One of the very best enlarging papers I've used is Fomatone MG 542. Several years ago, I bought a few boxes from Freestyle and found it worked very well for my needs in creating fine art prints that conveyed a pictorial look. Unfortunately, when I went back to Freestyle to purchase additional stock, I was told it had been discontinued. While a Foma FB paper has since reappeared on Freestyle's website, where it is currently shown as item 41784, I am not sure it is in fact the same since it is now described as double weight rather than triple weight and there is no mention of the distinctive "chamois" surface. In this regard, the manufacturer's own (somewhat confusing) website distinguishes between 532 and 542 papers. In any event, it should here be emphatically noted that these "classic" papers differ from other Fomatone MG papers in that they use a baryta paper base rather than a resin coated base. Those interested should obviously check with Freestyle before placing an order. Foma itself enclosed a note with the paper that read:
"The delivery of Fomatone MG Classic... Fomatone MG 542 Chamois... or other varieties of this type of paper is a subject of an agreement with the manufacturer."

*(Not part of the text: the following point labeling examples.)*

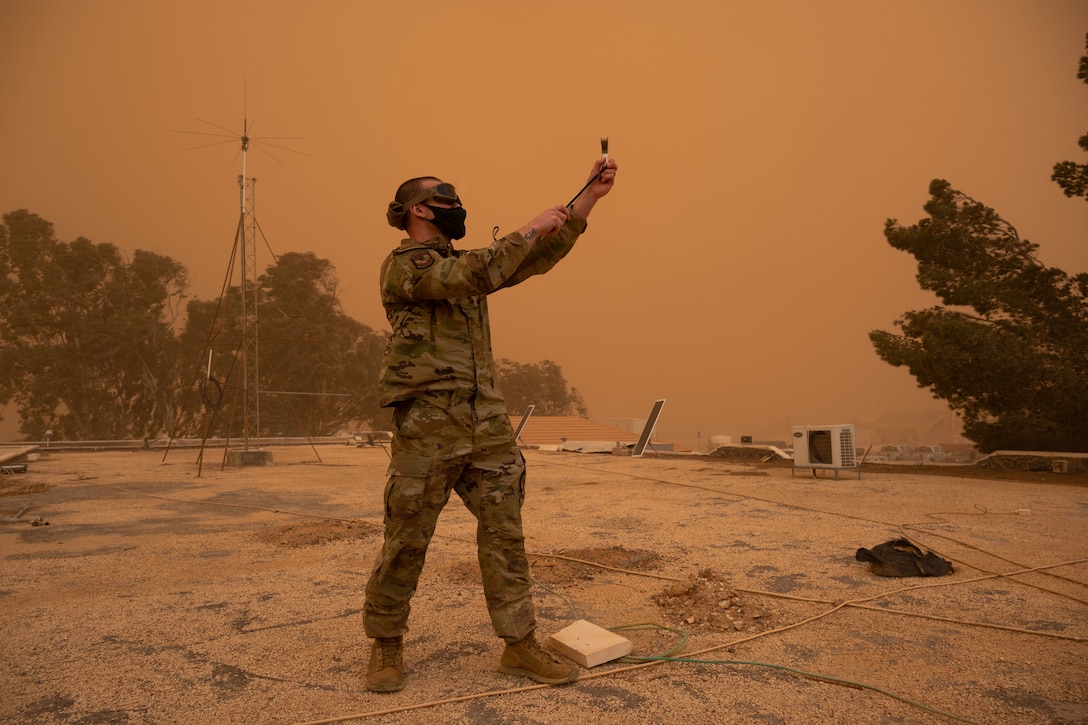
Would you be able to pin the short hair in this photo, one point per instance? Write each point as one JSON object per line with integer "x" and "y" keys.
{"x": 411, "y": 188}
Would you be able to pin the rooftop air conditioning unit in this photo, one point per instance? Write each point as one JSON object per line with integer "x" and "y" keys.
{"x": 825, "y": 446}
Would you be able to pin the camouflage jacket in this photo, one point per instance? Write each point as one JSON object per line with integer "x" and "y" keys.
{"x": 435, "y": 298}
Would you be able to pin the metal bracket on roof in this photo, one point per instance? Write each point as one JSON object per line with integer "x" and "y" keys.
{"x": 521, "y": 425}
{"x": 640, "y": 447}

In the same flyer enclosed inside the box, the paper is described as follows:
"Fomatone MG is a variable-contrast paper working in a warm tone, specially designed for portrait photography and retro style works. Its contrast can be varied in a large grade scale from extra soft up to ultra hard by using colour filters at exposure. The paper is manufactured using a special silver chlorobromide emulsion that gives the silver image a brown-green to warm-brown tone that can further be influenced by the type of developer used. The paper base involved is coloured in compliance with the developed silver.This accentuates [the] rich scale of warm halftones ranging from light cream up to saturated brown-to-green-black ones. Regarding its low speed, the paper is designed primarily for contact work. It can be, however, used as an enlargement paper as well."
Although I primarily used the paper to print fine art nudes shot on infrared film, I here used it to print portraits of the model Marta whose digital photos are shown in the preceding post.